After the Germans were driven out of Belgium, our soldiers were given a two-week rest period. Len and his men slept in the home of a male Belgian citizen, named Camille, who had been a POW of the Germans in WW I, and was especially grateful to his liberators. Len casually mentioned to Camille that the following day was his 20th birthday. Len was awakened on his birthday with a surprise; Camille’s wife had baked a cupcake for Len with sugar and eggs she had been hoarding and hiding from the Germans. (Len and Camille corresponded after the war ended for several years before losing touch with each other.)

On May 5 and 6, 1945, SSgt Len Dricks was one of the troops to liberate Mauthausen Con-centration Camp in Austria. Sights, sounds, and smells of this experience are fresh in Len’s 90-year-old mind and bring tears to his eyes as I interview him. When I asked if he wanted to stop speaking, he said, “Recalling what I saw overcomes me and I have no control as we talk and tears roll down my cheeks and I relive what I saw.” Len passionately believes that he has a duty to tell the story of the atrocities of what mankind does to each other, so we do not forget and repeat the evils of Hitler.
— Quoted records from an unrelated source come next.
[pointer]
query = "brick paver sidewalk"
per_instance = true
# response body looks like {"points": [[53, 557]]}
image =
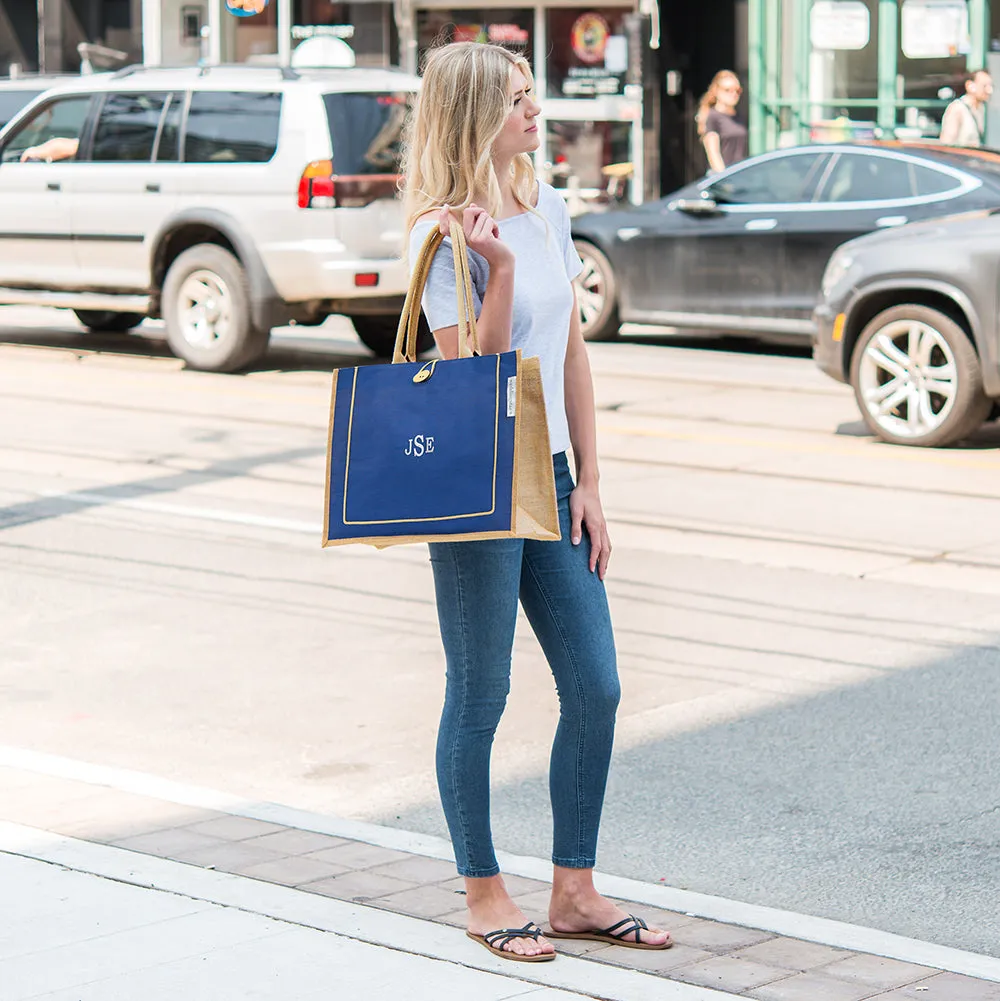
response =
{"points": [[743, 961]]}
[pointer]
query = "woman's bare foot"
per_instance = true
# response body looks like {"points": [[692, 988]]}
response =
{"points": [[577, 906], [490, 908]]}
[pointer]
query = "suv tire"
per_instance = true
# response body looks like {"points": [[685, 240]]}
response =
{"points": [[377, 333], [597, 294], [105, 321], [917, 379], [206, 309]]}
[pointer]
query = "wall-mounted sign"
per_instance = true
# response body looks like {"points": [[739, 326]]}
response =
{"points": [[300, 31], [840, 25], [245, 8], [935, 29], [589, 38]]}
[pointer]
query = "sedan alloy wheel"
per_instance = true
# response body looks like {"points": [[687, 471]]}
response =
{"points": [[597, 294], [916, 377]]}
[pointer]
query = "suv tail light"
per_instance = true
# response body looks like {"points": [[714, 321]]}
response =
{"points": [[319, 187]]}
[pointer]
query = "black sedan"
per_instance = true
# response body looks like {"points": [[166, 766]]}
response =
{"points": [[744, 251]]}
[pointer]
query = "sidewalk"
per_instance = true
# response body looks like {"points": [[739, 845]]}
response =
{"points": [[120, 886]]}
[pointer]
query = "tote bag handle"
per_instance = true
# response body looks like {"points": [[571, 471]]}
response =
{"points": [[409, 318]]}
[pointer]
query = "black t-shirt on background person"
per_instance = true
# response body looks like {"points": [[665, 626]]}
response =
{"points": [[732, 135]]}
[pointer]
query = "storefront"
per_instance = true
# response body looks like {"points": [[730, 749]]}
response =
{"points": [[588, 66], [286, 32], [856, 69]]}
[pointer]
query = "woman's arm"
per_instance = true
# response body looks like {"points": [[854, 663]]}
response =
{"points": [[585, 502], [713, 149], [950, 124], [496, 315]]}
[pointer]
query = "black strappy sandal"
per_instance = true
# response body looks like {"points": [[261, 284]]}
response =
{"points": [[494, 942], [617, 935]]}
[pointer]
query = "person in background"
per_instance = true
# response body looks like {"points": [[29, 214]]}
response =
{"points": [[723, 134], [964, 122]]}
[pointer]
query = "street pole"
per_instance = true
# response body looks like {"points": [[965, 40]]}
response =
{"points": [[284, 32], [888, 44], [152, 33]]}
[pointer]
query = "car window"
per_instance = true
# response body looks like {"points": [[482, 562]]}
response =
{"points": [[231, 127], [51, 133], [927, 180], [127, 126], [779, 180], [168, 149], [861, 177], [366, 132], [11, 101]]}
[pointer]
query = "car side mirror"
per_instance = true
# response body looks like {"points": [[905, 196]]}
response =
{"points": [[697, 206]]}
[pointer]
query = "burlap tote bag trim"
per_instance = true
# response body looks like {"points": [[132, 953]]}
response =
{"points": [[534, 512]]}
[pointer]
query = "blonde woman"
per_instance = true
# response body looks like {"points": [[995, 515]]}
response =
{"points": [[467, 156], [723, 134]]}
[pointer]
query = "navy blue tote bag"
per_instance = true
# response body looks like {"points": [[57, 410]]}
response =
{"points": [[441, 450]]}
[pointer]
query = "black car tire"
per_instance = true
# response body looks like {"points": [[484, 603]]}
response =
{"points": [[377, 333], [106, 321], [970, 405], [237, 342], [598, 276]]}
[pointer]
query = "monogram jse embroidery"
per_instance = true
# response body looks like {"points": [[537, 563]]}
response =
{"points": [[419, 444]]}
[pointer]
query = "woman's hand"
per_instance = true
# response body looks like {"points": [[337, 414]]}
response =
{"points": [[586, 511], [481, 234]]}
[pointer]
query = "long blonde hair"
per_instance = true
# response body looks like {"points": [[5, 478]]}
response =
{"points": [[463, 103], [709, 98]]}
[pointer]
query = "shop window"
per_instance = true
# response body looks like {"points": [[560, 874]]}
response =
{"points": [[864, 177], [126, 129], [780, 180], [588, 51], [579, 150], [512, 27], [58, 120], [366, 132]]}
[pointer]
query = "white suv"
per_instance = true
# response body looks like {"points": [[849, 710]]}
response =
{"points": [[226, 199]]}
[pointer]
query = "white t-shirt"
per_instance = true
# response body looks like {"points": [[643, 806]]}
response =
{"points": [[546, 262]]}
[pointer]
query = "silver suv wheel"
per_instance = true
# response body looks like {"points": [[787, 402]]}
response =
{"points": [[916, 377], [207, 312], [204, 309], [597, 294]]}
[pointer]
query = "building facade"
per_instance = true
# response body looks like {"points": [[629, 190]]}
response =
{"points": [[620, 81]]}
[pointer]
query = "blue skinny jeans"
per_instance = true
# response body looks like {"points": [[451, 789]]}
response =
{"points": [[477, 586]]}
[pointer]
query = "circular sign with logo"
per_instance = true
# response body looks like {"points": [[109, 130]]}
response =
{"points": [[245, 8], [589, 37]]}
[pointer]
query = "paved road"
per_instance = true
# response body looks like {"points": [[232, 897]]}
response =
{"points": [[808, 621]]}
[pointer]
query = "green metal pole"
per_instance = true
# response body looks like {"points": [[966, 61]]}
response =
{"points": [[979, 33], [755, 83], [802, 56], [888, 49], [772, 70]]}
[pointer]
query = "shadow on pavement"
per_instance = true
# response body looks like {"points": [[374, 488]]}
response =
{"points": [[875, 804]]}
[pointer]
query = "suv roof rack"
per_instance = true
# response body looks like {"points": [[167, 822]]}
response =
{"points": [[287, 73]]}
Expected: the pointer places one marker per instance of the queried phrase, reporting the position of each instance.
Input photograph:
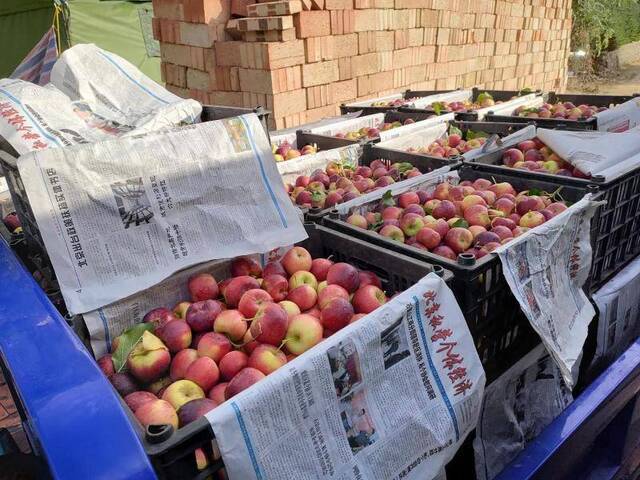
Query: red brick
(312, 24)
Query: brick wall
(326, 52)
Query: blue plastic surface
(588, 439)
(72, 409)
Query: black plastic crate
(617, 226)
(369, 109)
(172, 453)
(325, 142)
(499, 327)
(562, 123)
(472, 116)
(370, 153)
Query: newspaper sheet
(391, 396)
(306, 164)
(621, 117)
(515, 409)
(119, 216)
(592, 152)
(93, 96)
(413, 127)
(546, 268)
(618, 302)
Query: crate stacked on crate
(574, 111)
(616, 227)
(173, 452)
(500, 329)
(352, 50)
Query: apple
(149, 359)
(106, 365)
(231, 323)
(291, 308)
(267, 359)
(175, 334)
(270, 323)
(180, 363)
(243, 380)
(368, 298)
(194, 409)
(302, 277)
(366, 278)
(201, 315)
(232, 363)
(136, 399)
(276, 286)
(252, 300)
(204, 373)
(296, 259)
(217, 393)
(203, 287)
(320, 267)
(304, 332)
(213, 345)
(180, 310)
(237, 287)
(123, 383)
(181, 392)
(157, 412)
(158, 316)
(304, 296)
(245, 266)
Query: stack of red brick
(308, 56)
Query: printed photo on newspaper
(389, 397)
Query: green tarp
(115, 26)
(22, 25)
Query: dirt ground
(626, 82)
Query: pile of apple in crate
(232, 332)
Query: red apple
(245, 266)
(204, 373)
(157, 412)
(276, 286)
(368, 298)
(213, 345)
(181, 362)
(296, 259)
(243, 380)
(270, 324)
(267, 359)
(203, 287)
(252, 300)
(237, 287)
(175, 334)
(149, 359)
(304, 332)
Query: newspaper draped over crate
(93, 96)
(546, 268)
(620, 118)
(618, 303)
(306, 164)
(391, 396)
(121, 215)
(515, 409)
(607, 154)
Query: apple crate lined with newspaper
(173, 451)
(9, 167)
(474, 105)
(574, 111)
(617, 227)
(501, 331)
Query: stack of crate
(302, 58)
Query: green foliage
(599, 25)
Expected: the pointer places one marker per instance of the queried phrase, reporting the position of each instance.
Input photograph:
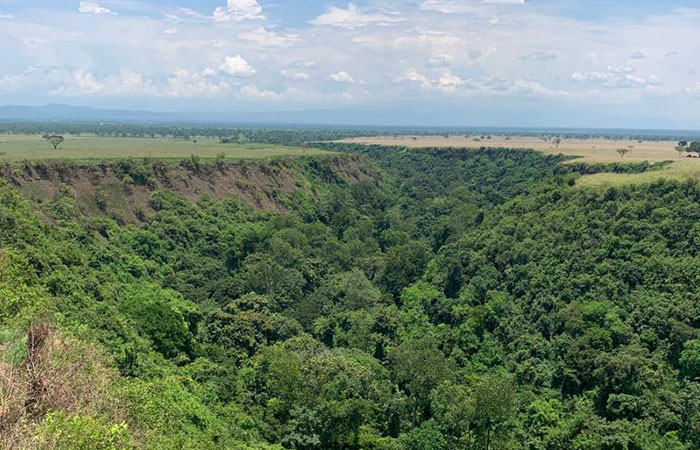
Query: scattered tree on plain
(623, 151)
(55, 140)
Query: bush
(60, 431)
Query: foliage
(466, 299)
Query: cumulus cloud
(343, 77)
(437, 62)
(186, 84)
(693, 90)
(126, 83)
(236, 66)
(621, 77)
(353, 17)
(252, 92)
(263, 37)
(239, 10)
(93, 8)
(296, 76)
(538, 56)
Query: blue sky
(458, 62)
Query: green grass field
(95, 148)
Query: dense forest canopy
(461, 300)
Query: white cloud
(693, 90)
(343, 77)
(252, 92)
(449, 82)
(304, 64)
(353, 17)
(185, 84)
(296, 76)
(266, 38)
(126, 83)
(616, 77)
(504, 2)
(93, 8)
(236, 66)
(437, 62)
(238, 10)
(539, 56)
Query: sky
(555, 63)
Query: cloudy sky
(606, 63)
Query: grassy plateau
(88, 148)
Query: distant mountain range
(404, 118)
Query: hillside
(384, 298)
(122, 190)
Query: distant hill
(59, 112)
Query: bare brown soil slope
(110, 190)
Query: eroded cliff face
(121, 190)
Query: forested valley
(456, 300)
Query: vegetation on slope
(474, 300)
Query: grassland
(88, 148)
(587, 150)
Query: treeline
(467, 300)
(284, 135)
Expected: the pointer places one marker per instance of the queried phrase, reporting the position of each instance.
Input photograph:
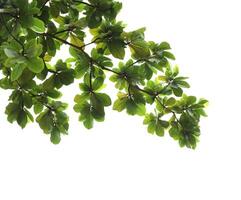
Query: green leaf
(66, 77)
(139, 49)
(22, 119)
(98, 82)
(17, 71)
(33, 49)
(38, 107)
(76, 41)
(117, 49)
(164, 46)
(95, 20)
(169, 55)
(177, 91)
(159, 130)
(38, 25)
(120, 104)
(104, 99)
(35, 65)
(11, 53)
(171, 101)
(45, 120)
(55, 136)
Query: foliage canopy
(33, 31)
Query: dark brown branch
(85, 3)
(10, 33)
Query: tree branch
(10, 33)
(85, 3)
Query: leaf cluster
(147, 84)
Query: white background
(118, 159)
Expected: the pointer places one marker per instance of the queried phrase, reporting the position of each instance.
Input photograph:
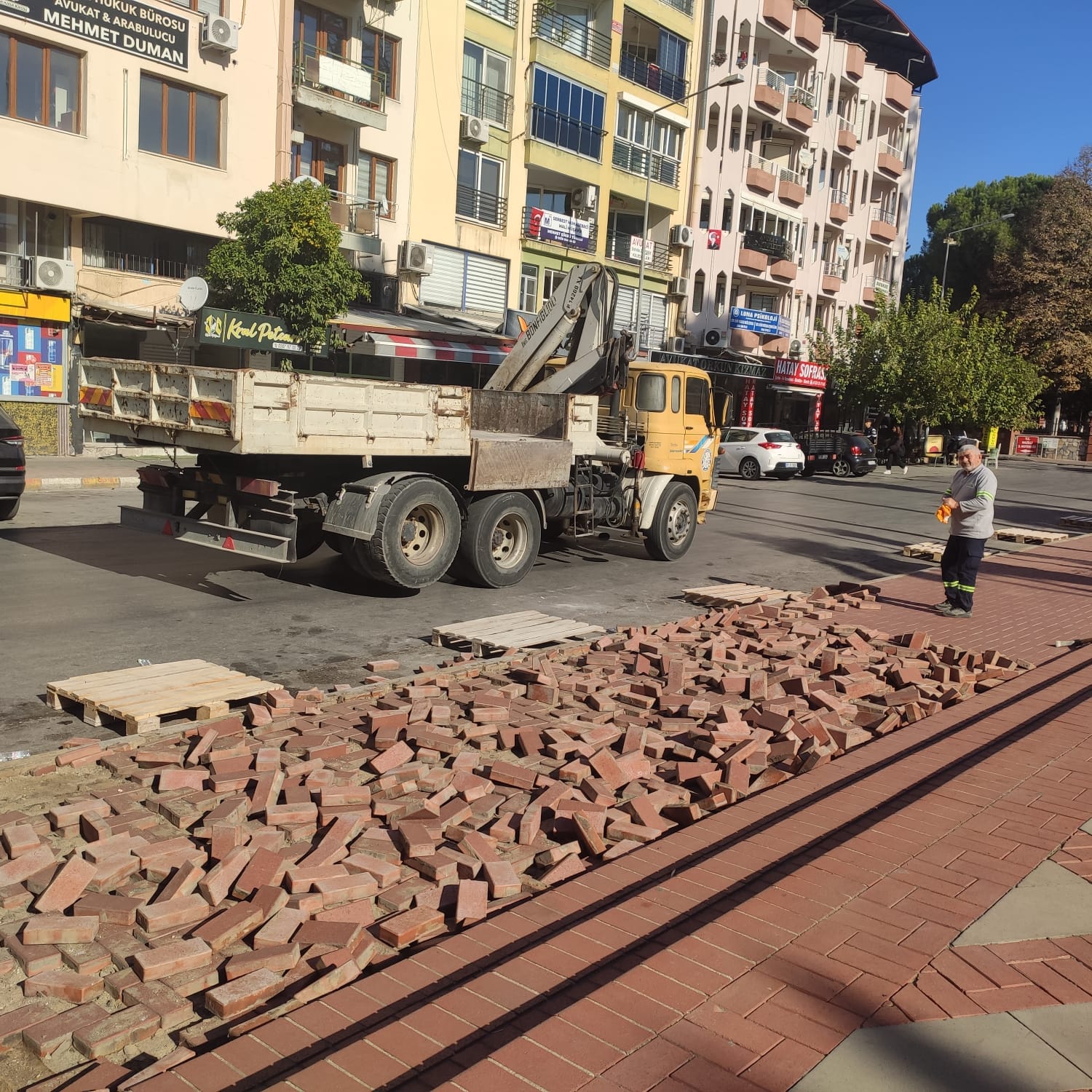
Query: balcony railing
(570, 35)
(339, 76)
(640, 161)
(571, 240)
(478, 205)
(772, 246)
(651, 76)
(480, 100)
(563, 131)
(627, 248)
(505, 10)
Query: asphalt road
(80, 594)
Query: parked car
(751, 452)
(12, 467)
(842, 454)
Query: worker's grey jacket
(976, 491)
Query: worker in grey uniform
(970, 499)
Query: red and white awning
(432, 349)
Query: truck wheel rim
(509, 543)
(678, 522)
(423, 534)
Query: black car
(12, 467)
(842, 454)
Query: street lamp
(950, 242)
(733, 78)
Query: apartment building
(802, 187)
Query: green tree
(972, 260)
(283, 259)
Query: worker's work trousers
(959, 568)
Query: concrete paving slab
(1050, 902)
(1067, 1028)
(973, 1054)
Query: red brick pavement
(740, 951)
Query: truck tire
(500, 542)
(674, 524)
(416, 535)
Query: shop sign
(759, 323)
(238, 330)
(32, 360)
(799, 373)
(556, 227)
(139, 28)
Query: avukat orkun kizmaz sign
(139, 28)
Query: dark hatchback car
(12, 467)
(841, 454)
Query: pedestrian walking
(895, 450)
(970, 502)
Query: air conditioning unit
(476, 130)
(585, 199)
(681, 235)
(220, 33)
(54, 275)
(415, 257)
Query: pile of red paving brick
(244, 869)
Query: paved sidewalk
(810, 935)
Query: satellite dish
(194, 294)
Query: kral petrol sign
(799, 373)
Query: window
(529, 288)
(323, 159)
(39, 83)
(478, 191)
(485, 84)
(375, 183)
(566, 114)
(380, 52)
(179, 122)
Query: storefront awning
(430, 349)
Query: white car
(751, 452)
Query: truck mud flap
(215, 535)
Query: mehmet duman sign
(138, 28)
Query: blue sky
(1013, 94)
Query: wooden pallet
(1024, 535)
(524, 629)
(141, 697)
(731, 596)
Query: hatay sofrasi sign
(138, 28)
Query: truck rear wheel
(416, 535)
(674, 524)
(500, 542)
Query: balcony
(571, 35)
(640, 161)
(480, 100)
(336, 85)
(627, 248)
(808, 28)
(505, 10)
(482, 207)
(882, 226)
(801, 108)
(761, 174)
(651, 76)
(847, 139)
(889, 159)
(770, 91)
(791, 187)
(565, 232)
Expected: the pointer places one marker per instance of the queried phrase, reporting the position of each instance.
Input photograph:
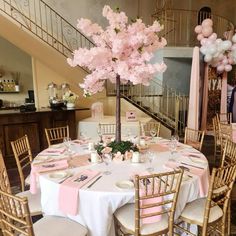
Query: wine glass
(107, 158)
(67, 143)
(153, 133)
(150, 158)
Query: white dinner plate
(58, 174)
(125, 185)
(198, 160)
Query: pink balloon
(200, 37)
(228, 68)
(207, 31)
(203, 41)
(207, 22)
(198, 29)
(213, 36)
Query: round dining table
(99, 198)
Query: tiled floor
(208, 150)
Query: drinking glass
(150, 158)
(153, 133)
(107, 158)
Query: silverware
(94, 181)
(183, 163)
(63, 180)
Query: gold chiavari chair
(210, 213)
(224, 118)
(23, 156)
(145, 128)
(157, 194)
(15, 220)
(217, 140)
(194, 138)
(229, 153)
(33, 199)
(225, 131)
(56, 135)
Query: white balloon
(228, 68)
(207, 58)
(234, 38)
(226, 44)
(203, 50)
(207, 31)
(220, 68)
(198, 29)
(207, 22)
(213, 36)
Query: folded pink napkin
(81, 141)
(146, 138)
(44, 167)
(158, 148)
(142, 192)
(202, 174)
(69, 191)
(234, 135)
(53, 151)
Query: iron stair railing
(40, 19)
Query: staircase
(160, 102)
(42, 21)
(36, 17)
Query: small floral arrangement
(121, 150)
(70, 97)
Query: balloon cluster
(217, 52)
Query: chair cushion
(27, 180)
(34, 201)
(58, 226)
(125, 215)
(194, 211)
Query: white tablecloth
(89, 126)
(98, 203)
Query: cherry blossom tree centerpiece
(121, 54)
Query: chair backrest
(221, 184)
(156, 195)
(56, 135)
(107, 129)
(23, 156)
(194, 138)
(14, 215)
(229, 153)
(145, 128)
(4, 180)
(224, 118)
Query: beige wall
(13, 60)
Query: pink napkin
(44, 167)
(69, 191)
(202, 174)
(142, 192)
(146, 138)
(53, 151)
(158, 148)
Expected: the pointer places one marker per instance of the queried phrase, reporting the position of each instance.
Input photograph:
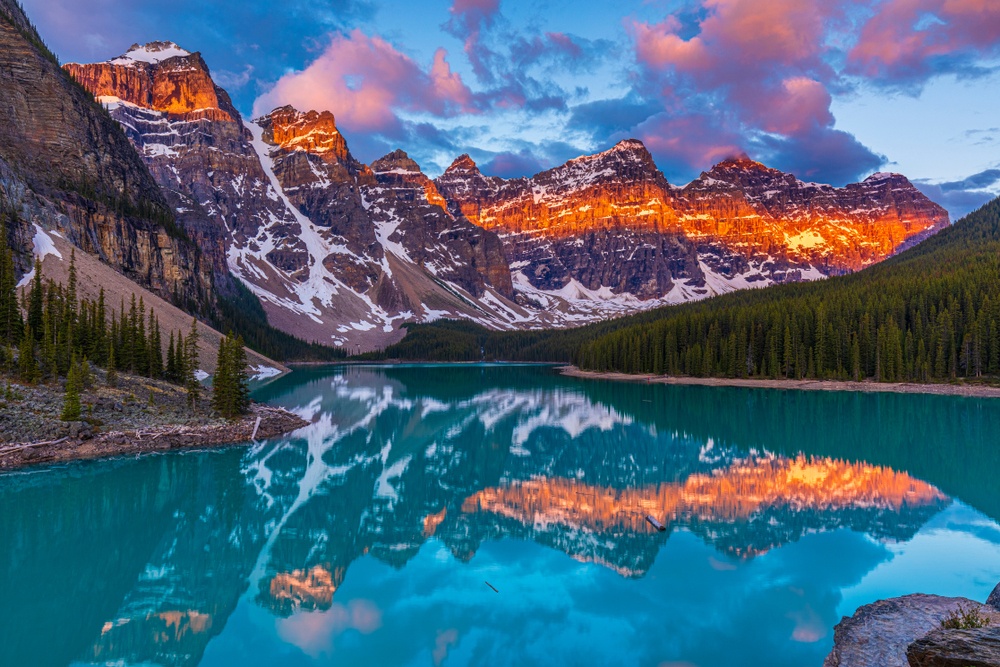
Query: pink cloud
(690, 139)
(901, 38)
(366, 82)
(764, 61)
(750, 74)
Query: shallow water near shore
(457, 515)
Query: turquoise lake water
(377, 535)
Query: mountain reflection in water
(151, 561)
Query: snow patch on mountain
(151, 53)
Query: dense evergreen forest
(242, 312)
(929, 314)
(56, 333)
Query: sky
(830, 90)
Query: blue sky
(830, 90)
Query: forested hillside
(929, 314)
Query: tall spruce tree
(230, 387)
(36, 303)
(74, 385)
(191, 364)
(10, 314)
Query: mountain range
(344, 253)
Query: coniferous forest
(930, 314)
(60, 335)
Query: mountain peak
(395, 162)
(313, 132)
(152, 53)
(628, 146)
(742, 162)
(885, 176)
(159, 76)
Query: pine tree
(27, 365)
(154, 347)
(10, 314)
(36, 303)
(230, 387)
(171, 371)
(112, 376)
(71, 401)
(191, 364)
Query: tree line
(50, 333)
(930, 314)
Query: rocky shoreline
(134, 416)
(969, 390)
(908, 632)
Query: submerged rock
(879, 633)
(957, 648)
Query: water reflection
(368, 533)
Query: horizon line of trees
(928, 315)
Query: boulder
(957, 648)
(879, 633)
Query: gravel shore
(137, 415)
(973, 390)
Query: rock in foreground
(879, 633)
(957, 648)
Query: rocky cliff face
(66, 166)
(611, 223)
(336, 253)
(160, 76)
(411, 214)
(343, 253)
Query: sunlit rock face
(160, 76)
(612, 221)
(344, 253)
(65, 165)
(300, 589)
(334, 252)
(412, 217)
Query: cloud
(231, 34)
(752, 76)
(512, 165)
(908, 40)
(366, 82)
(964, 196)
(685, 144)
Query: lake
(496, 515)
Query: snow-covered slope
(344, 253)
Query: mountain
(611, 224)
(64, 164)
(344, 253)
(336, 251)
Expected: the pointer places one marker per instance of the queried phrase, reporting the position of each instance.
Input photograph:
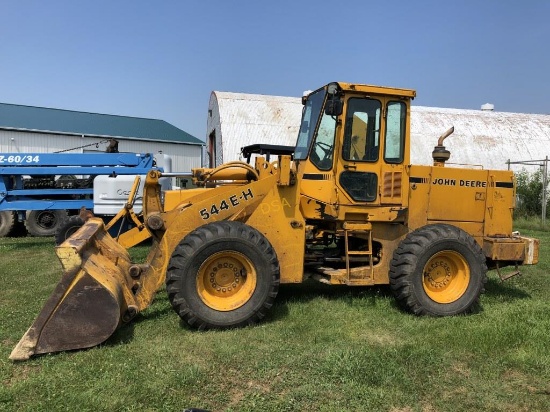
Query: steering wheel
(325, 147)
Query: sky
(162, 59)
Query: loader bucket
(92, 298)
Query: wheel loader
(344, 207)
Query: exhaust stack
(440, 154)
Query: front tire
(223, 275)
(438, 270)
(44, 222)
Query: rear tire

Mauthausen Camp was a work camp (mining a granite quarry) in Austria. However, many physically handicapped prisoners were held there as well, only to be exterminated because they could never labor in the quarry. Anyone, not just Jews, opposed to the German regime and/or not a candidate for the “master race” could be found at Mauthausen. The camps were segregated by nationality and sex. Some of the groups Hitler imprisoned were gypsies, homosexuals, Jehovah Witnesses, and political enemies of Germany. Len personally saw the gas chambers and is quick to mention that a large pharmaceutical company (I.J. Farben) contracted with the German government to manufacture the gas. Farben (a later spinoff was Bayer) was never brought before the War Crimes Commission. Len would not elaborate on some of the “cruel torture devices” he saw there in the spring of 1945. For the last year of his duty, Len was out on patrol searching for guards and commanders of the camp who had escaped into the nearby woods.

Discharged to civilian life, Len went to college paid for by Uncle Sam. Most of his career was as a health and physical education teacher with his final working years as a guidance counselor till he retired in 1981. Len and his wife, Dee, have called Fairfield Harbour their home for 19 years and been active in many clubs and events.

Len is a man of great principle and strong beliefs. When I asked to take a picture of Len with his Bronze Star, he said he no longer had it. As a protest, he had sent it to President Ronald Reagan in 1985. When Reagan went to Bittburg, Germany, he laid a ceremonial wreath in a military cemetery that had 49 graves of Hitler’s Waffen SS men. For Len, that was unthinkable after fighting in the Battle of the Bulge and liberating Mauthausen Concentration Camp.

Len has spoken at various high schools in New York City, had many interviews by major newspapers, and most recently spoke at a humanities class at East Carolina University.

In 1995, Good Morning America extended an all-expenses paid invitation for Len to attend the 50th anniversary of the liberation of the camp in Austria. With emotions and memories getting the best of him, he declined the invitation. Len’s lesson to all of us is to never forget. We salute you Len, and thank you for your service to the oppressed of WW II; we will not forget.